Curing HIV infection has been a difficult challenge primarily due to the persistence of viral reservoirs that remain in the body even during uninterrupted, long-term antiretroviral therapy. These reservoirs exist as HIV genomes (proviruses) that integrate into the cellular DNA of extremely long-lived immune cells known as T cells. Within these cells, the provirus can remain silent and undetectable for decades in a state known as viral latency. During this time, the provirus enjoys sanctuary from drug therapy and from the host immune system. If therapy is interrupted at any point, the provirus can reactivate, resulting in viral rebound within the body. Without intervention, increased viral loads can lead to depletion of host T cells, impairment of the immune system, progression to AIDS, and ultimately death.

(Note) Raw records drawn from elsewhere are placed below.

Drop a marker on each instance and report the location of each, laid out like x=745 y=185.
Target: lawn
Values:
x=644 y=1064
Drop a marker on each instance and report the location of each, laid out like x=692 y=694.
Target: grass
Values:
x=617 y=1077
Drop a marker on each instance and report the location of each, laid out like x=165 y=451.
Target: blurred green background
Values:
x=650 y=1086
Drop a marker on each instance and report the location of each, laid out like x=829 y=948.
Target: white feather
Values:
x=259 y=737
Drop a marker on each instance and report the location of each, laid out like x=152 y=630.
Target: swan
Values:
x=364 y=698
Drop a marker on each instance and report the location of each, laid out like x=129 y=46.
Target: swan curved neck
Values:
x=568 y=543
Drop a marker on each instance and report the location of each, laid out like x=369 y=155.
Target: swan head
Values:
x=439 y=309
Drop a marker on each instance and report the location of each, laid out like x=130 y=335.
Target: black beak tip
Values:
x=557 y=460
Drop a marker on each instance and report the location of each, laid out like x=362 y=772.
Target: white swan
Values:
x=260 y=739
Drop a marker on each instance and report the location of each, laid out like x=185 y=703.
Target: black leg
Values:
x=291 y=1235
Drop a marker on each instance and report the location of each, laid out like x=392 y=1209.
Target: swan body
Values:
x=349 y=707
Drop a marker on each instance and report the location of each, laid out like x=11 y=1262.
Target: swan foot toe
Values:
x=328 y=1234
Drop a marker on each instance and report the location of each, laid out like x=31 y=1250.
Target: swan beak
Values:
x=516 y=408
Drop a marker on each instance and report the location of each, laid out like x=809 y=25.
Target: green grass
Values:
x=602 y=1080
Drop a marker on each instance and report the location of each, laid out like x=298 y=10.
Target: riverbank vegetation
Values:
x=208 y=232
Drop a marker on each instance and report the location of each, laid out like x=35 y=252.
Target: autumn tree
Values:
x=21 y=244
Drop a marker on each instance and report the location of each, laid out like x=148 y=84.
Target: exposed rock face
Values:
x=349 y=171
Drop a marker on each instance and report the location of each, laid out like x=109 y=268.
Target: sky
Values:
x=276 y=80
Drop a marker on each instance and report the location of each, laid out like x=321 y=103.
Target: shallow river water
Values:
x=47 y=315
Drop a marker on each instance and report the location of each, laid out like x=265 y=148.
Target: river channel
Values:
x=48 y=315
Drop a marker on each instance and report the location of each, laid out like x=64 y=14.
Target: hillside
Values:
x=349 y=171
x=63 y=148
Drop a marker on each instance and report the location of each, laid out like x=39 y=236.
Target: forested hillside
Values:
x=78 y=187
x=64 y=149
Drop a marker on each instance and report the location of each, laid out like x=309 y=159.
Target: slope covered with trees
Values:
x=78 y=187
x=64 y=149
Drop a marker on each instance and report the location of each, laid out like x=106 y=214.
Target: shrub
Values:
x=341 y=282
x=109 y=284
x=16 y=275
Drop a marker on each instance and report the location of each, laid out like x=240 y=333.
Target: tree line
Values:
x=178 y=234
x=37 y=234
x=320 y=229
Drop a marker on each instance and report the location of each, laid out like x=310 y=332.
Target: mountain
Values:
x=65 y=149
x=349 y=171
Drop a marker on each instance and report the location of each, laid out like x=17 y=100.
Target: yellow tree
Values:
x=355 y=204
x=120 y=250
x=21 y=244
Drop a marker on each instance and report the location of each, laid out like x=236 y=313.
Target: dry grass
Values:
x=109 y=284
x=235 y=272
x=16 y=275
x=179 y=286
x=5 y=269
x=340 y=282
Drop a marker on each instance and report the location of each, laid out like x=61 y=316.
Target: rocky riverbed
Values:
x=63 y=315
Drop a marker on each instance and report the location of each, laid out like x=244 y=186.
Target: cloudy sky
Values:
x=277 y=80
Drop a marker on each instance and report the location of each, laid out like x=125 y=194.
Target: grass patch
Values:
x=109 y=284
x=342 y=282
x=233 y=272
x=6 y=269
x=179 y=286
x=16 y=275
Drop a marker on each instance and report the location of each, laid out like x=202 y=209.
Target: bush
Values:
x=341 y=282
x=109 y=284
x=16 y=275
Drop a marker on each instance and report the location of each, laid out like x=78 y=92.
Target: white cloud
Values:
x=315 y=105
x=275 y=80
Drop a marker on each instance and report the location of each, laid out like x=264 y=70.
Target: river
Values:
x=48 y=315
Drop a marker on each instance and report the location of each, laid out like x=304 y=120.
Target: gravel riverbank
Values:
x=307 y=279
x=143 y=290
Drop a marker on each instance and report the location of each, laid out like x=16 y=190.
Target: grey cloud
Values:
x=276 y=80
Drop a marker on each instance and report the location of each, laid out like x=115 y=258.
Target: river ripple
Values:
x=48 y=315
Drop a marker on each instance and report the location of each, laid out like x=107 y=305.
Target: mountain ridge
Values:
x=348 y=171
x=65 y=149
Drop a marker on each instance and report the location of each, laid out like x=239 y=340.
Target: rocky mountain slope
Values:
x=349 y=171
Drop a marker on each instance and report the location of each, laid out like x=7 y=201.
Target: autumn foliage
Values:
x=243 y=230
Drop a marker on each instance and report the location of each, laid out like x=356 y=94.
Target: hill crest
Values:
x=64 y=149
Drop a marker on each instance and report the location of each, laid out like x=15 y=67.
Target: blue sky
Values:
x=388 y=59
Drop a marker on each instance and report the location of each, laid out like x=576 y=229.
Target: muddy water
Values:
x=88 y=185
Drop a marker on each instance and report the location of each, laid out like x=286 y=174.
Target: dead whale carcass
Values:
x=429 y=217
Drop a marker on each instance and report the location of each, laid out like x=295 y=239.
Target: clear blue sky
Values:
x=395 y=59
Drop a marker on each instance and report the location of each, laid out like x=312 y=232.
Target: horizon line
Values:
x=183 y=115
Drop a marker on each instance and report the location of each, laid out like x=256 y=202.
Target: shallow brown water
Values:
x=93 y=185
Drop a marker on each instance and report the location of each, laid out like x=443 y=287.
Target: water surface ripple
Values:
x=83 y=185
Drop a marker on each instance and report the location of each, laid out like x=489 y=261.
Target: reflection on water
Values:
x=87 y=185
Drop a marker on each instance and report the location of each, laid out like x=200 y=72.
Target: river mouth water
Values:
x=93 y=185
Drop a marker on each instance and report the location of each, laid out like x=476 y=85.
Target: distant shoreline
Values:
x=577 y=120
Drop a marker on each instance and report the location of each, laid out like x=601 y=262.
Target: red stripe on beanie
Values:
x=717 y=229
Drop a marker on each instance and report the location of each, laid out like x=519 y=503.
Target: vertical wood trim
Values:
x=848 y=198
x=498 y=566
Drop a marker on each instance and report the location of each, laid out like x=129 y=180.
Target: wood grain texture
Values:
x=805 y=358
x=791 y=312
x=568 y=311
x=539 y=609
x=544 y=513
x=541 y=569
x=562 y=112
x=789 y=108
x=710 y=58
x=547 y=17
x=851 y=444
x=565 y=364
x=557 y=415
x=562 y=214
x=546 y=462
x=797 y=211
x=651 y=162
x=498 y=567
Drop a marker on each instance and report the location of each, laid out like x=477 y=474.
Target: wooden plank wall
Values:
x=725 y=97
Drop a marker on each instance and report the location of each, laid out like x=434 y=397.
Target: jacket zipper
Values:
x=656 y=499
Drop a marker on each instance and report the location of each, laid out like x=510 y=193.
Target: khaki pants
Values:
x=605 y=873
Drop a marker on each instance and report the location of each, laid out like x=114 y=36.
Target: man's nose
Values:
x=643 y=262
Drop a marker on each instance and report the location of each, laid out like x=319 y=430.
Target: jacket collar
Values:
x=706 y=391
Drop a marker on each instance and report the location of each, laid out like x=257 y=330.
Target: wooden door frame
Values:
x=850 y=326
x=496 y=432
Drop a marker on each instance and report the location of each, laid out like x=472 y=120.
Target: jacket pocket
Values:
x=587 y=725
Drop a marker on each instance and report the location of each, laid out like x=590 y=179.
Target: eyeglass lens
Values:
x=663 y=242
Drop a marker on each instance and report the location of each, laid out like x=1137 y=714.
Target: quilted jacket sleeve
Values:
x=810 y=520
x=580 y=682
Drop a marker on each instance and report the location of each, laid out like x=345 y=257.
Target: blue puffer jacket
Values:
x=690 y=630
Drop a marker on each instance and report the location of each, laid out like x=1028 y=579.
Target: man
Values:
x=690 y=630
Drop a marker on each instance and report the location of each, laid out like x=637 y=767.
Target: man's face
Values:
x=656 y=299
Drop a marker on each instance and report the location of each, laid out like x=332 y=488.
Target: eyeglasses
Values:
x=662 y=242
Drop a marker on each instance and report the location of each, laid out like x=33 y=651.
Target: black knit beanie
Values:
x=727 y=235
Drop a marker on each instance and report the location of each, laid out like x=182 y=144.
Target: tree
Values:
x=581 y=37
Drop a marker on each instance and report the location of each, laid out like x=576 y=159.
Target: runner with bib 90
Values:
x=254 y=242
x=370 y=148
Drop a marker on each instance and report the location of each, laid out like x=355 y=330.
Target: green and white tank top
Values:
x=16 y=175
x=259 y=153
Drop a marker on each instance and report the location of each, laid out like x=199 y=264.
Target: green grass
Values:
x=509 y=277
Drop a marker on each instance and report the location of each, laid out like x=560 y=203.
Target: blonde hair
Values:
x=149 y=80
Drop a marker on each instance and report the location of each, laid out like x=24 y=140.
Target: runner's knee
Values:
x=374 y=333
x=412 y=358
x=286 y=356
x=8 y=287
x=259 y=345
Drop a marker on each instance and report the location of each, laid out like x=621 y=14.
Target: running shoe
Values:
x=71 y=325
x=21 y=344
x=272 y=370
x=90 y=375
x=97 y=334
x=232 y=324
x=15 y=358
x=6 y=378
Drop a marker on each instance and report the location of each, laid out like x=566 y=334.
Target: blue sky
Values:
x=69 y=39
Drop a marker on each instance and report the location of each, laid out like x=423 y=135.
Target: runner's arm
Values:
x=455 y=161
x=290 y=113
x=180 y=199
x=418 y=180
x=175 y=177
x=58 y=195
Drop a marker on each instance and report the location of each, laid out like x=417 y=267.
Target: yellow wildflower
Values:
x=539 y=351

Our research focuses on understanding the molecular mechanisms behind HIV persistence and translating cutting edge knowledge and novel therapeutics from the bench to the clinic. Our team includes scientists and clinicians all harnessing their diverse experiences and expertise to achieve a better understanding of HIV latency and address many of the remaining roadblocks to a cure. Within our own lab and in collaboration with laboratories throughout the country, including the Collaboratory of AIDS Researchers for Eradication (CARE), we are working to discover new approaches to help treat – and one day cure – HIV infection.